Será de fato possível qualificar passagens como estas, e tantas outras que pontuam a narrativa do diário de viagens de Mário de Andrade, como próprias a um “turista descritivo”, ou ainda como típicas de um observador derrotista dos problemas básicos da sociedade brasileira? Um dos grandes méritos do nacionalismo cultural praticado por Mário de Andrade – seja como artista, seja como intelectual militante – consiste no modo inventivamente crítico como soube combinar a tradição e a modernidade, a lição das correntes estéticas internacionais e os traços específicos da cultura e da sociedade brasileira. É isso, em síntese, o que o distingue como um nacionalista renovador. Os conservadores, em contrapartida, têm aversão incontida às forças da modernidade. Celebram esteticamente a tradição brandindo idéias em princípio louváveis, como a integridade da identidade cultural brasileira, concorrendo de modo objetivo na esfera ideológica para legitimar as formas tradicionais de dominação que se nutrem do nosso atraso e da miséria tão belamente emoldurada nas páginas da revista Bravo!.
A afinidade ou mesmo a aliança substancial observável entre as formas tradicionais de dominação e esses nacionalistas conservadores é exemplificada pelo próprio Ariano Suassuna, que se tem servido do exercício de um cargo público, o de Secretário de Cultura do Estado, para conceber e executar um projeto que é uma expressão do seu projeto pessoal de cultura, não dos distintos grupos sociais identificados com interesses, aspirações e representações coletivas irredutíveis a um projeto unilinear e excludente como é o dele. Essa questão, que me parece de interesse político fundamental no terreno da cultura, é entretanto obscurecida ou simplificada no artigo de Paulo Carneiro.
Outro fato que me parece sugerir o estreitamento do nosso debate ideológico transparece no louvor que se presta a Ariano Suassuna por se distinguir, no clima de conformismo dominante, como um suposto socialista empenhado na resistência à dominação cultural imposta pelo capitalismo na era da cultura globalizada. Não nego que seja um opositor irredutível do capitalismo e da expressão de modernidade que este hoje triunfantemente impõe. Mas o que propõe ele, ou o que sonha ele, senão uma utopia regressiva que delirantemente associasse a preservação de uma cultura mitológica do sertanejo a formas de organização social enraizadas nas tradições rurais? Em suma, uma manifestação delirante de socialismo primitivo.
Concluindo, o anticapitalismo representado esteticamente na obra de Ariano Suassuna é um anticapitalismo de natureza regressiva. Noutras palavras, nega de costas para o presente.

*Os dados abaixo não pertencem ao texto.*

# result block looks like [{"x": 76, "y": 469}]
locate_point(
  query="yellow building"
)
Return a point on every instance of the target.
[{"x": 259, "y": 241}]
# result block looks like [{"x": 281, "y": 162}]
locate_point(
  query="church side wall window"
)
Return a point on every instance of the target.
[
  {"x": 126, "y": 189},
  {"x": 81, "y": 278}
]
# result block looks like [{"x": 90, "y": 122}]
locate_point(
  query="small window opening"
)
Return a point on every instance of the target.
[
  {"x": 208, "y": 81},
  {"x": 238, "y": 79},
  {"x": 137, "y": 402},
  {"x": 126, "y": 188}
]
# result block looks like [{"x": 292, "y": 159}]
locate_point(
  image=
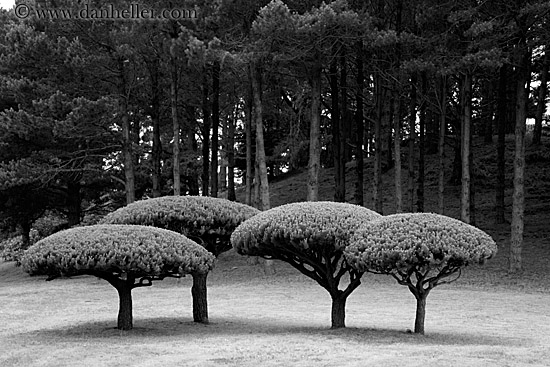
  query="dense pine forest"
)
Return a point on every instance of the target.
[{"x": 399, "y": 106}]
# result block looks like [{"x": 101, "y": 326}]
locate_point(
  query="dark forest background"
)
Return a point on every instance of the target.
[{"x": 405, "y": 106}]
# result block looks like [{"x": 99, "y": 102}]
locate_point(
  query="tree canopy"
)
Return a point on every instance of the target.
[
  {"x": 419, "y": 250},
  {"x": 310, "y": 236},
  {"x": 126, "y": 256}
]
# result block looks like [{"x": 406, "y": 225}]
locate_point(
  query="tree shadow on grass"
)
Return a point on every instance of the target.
[{"x": 183, "y": 328}]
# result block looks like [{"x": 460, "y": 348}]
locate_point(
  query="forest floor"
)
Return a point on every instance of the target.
[
  {"x": 487, "y": 318},
  {"x": 277, "y": 320}
]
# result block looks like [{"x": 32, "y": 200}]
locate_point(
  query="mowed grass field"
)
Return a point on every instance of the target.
[{"x": 277, "y": 320}]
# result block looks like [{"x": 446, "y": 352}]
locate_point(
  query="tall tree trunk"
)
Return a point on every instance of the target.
[
  {"x": 155, "y": 119},
  {"x": 488, "y": 111},
  {"x": 397, "y": 149},
  {"x": 125, "y": 317},
  {"x": 223, "y": 149},
  {"x": 249, "y": 175},
  {"x": 412, "y": 138},
  {"x": 314, "y": 164},
  {"x": 25, "y": 225},
  {"x": 190, "y": 127},
  {"x": 215, "y": 127},
  {"x": 420, "y": 313},
  {"x": 199, "y": 294},
  {"x": 338, "y": 311},
  {"x": 541, "y": 101},
  {"x": 260, "y": 149},
  {"x": 377, "y": 184},
  {"x": 337, "y": 148},
  {"x": 128, "y": 152},
  {"x": 501, "y": 145},
  {"x": 231, "y": 195},
  {"x": 441, "y": 146},
  {"x": 73, "y": 203},
  {"x": 466, "y": 126},
  {"x": 422, "y": 147},
  {"x": 518, "y": 199},
  {"x": 205, "y": 136},
  {"x": 360, "y": 125},
  {"x": 345, "y": 121},
  {"x": 175, "y": 124},
  {"x": 262, "y": 185}
]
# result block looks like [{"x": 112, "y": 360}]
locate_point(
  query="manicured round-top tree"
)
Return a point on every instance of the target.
[
  {"x": 310, "y": 236},
  {"x": 126, "y": 256},
  {"x": 209, "y": 221},
  {"x": 419, "y": 250},
  {"x": 206, "y": 220}
]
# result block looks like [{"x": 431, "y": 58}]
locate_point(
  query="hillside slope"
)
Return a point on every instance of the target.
[{"x": 536, "y": 254}]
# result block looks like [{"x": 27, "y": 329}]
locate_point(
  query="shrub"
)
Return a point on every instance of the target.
[
  {"x": 126, "y": 256},
  {"x": 419, "y": 250},
  {"x": 310, "y": 236},
  {"x": 11, "y": 249},
  {"x": 209, "y": 221}
]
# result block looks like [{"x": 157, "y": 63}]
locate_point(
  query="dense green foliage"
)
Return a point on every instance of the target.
[
  {"x": 306, "y": 227},
  {"x": 311, "y": 237},
  {"x": 419, "y": 250},
  {"x": 421, "y": 242},
  {"x": 208, "y": 220},
  {"x": 116, "y": 249}
]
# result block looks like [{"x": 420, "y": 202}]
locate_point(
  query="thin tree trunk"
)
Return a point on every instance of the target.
[
  {"x": 337, "y": 148},
  {"x": 205, "y": 136},
  {"x": 541, "y": 101},
  {"x": 223, "y": 149},
  {"x": 397, "y": 149},
  {"x": 377, "y": 185},
  {"x": 155, "y": 119},
  {"x": 360, "y": 124},
  {"x": 125, "y": 317},
  {"x": 127, "y": 149},
  {"x": 261, "y": 167},
  {"x": 190, "y": 128},
  {"x": 412, "y": 138},
  {"x": 422, "y": 148},
  {"x": 175, "y": 124},
  {"x": 314, "y": 164},
  {"x": 488, "y": 111},
  {"x": 501, "y": 146},
  {"x": 441, "y": 146},
  {"x": 73, "y": 203},
  {"x": 518, "y": 199},
  {"x": 338, "y": 311},
  {"x": 249, "y": 175},
  {"x": 231, "y": 195},
  {"x": 420, "y": 313},
  {"x": 466, "y": 126},
  {"x": 345, "y": 123},
  {"x": 25, "y": 225},
  {"x": 260, "y": 149},
  {"x": 199, "y": 294},
  {"x": 215, "y": 127}
]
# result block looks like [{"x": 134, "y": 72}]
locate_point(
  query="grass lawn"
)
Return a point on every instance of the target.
[{"x": 279, "y": 320}]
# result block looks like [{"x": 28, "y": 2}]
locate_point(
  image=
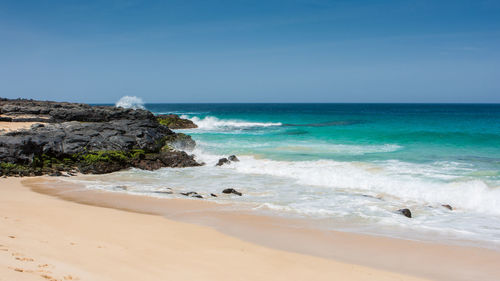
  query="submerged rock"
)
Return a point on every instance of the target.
[
  {"x": 405, "y": 212},
  {"x": 232, "y": 191},
  {"x": 192, "y": 194},
  {"x": 447, "y": 207},
  {"x": 233, "y": 158},
  {"x": 223, "y": 161}
]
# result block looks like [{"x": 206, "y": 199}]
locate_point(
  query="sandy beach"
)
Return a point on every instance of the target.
[{"x": 44, "y": 236}]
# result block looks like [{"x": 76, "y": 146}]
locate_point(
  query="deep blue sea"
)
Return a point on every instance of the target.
[{"x": 348, "y": 166}]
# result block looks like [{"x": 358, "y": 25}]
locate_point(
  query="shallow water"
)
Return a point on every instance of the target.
[{"x": 349, "y": 166}]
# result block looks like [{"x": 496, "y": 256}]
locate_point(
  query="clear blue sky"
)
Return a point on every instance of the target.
[{"x": 251, "y": 51}]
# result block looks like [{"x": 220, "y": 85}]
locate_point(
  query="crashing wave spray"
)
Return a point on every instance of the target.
[{"x": 130, "y": 102}]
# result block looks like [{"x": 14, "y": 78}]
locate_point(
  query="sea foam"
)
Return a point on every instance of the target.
[
  {"x": 130, "y": 102},
  {"x": 213, "y": 123}
]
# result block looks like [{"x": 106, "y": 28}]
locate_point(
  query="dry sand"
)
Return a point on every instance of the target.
[{"x": 45, "y": 238}]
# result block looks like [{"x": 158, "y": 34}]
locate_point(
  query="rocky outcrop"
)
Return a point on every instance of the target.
[
  {"x": 173, "y": 121},
  {"x": 55, "y": 112},
  {"x": 123, "y": 138}
]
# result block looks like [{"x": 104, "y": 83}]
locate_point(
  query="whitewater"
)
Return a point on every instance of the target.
[{"x": 346, "y": 167}]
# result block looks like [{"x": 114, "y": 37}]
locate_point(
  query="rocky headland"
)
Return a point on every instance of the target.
[{"x": 74, "y": 137}]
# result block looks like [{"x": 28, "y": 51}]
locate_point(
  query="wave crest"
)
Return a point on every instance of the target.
[
  {"x": 214, "y": 123},
  {"x": 130, "y": 102}
]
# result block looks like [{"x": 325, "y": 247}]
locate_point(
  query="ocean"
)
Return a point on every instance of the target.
[{"x": 347, "y": 167}]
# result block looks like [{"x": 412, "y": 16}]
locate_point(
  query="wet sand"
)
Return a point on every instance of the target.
[{"x": 286, "y": 237}]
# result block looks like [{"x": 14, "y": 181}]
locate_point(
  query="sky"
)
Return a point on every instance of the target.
[{"x": 251, "y": 51}]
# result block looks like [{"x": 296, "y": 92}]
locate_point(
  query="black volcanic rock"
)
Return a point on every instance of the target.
[
  {"x": 173, "y": 121},
  {"x": 222, "y": 161},
  {"x": 233, "y": 158},
  {"x": 405, "y": 212},
  {"x": 232, "y": 191},
  {"x": 91, "y": 139}
]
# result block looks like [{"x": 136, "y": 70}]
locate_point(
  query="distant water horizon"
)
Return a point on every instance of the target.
[{"x": 349, "y": 165}]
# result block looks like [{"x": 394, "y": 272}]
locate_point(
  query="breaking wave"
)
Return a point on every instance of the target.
[
  {"x": 213, "y": 123},
  {"x": 130, "y": 102}
]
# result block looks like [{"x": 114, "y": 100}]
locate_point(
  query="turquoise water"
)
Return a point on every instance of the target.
[{"x": 350, "y": 166}]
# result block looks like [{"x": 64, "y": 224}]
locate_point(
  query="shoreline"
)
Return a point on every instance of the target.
[
  {"x": 424, "y": 259},
  {"x": 40, "y": 237}
]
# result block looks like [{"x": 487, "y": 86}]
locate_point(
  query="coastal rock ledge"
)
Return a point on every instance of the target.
[{"x": 76, "y": 137}]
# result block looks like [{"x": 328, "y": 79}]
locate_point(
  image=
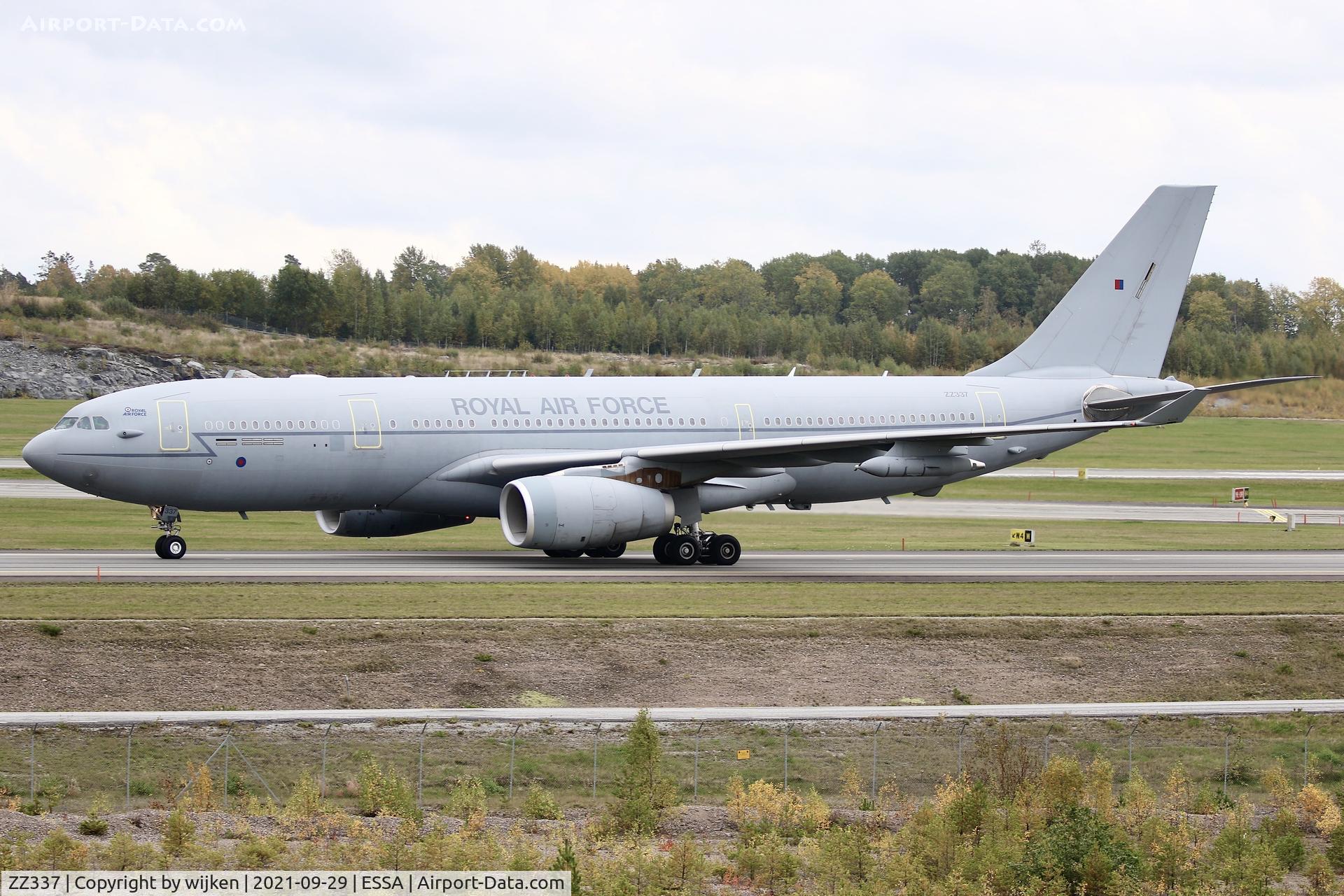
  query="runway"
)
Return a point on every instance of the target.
[
  {"x": 803, "y": 566},
  {"x": 617, "y": 715},
  {"x": 944, "y": 508}
]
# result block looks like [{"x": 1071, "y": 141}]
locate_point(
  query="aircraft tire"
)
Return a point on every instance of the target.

Ou ainda, traduzindo de outro modo, desta vez citando palavras de inspiração legitimamente crítica estampadas numa das páginas da revista, “de frente para o passado”.

Nota: Não cabe numa nota sumária esclarecer devida e factualmente alguns processos correntes de censura ou silenciamento de textos incômodos, sobretudo quando o autor, como é o meu caso, é praticamente um anônimo. Esclareço apenas que este artigo me foi encomendado por Reinaldo Azevedo, então editor da Bravo! Foi solicitado sob a condição de ele, R. Azevedo, publicar uma réplica. Aceitei prontamente a proposta, pois meu propósito é discutir ideias. Ele nunca respondeu, sequer acusou recepção do artigo. Assim, esta nota explica um pouco melhor os dois comentários abaixo postados: o de César Melo e o meu.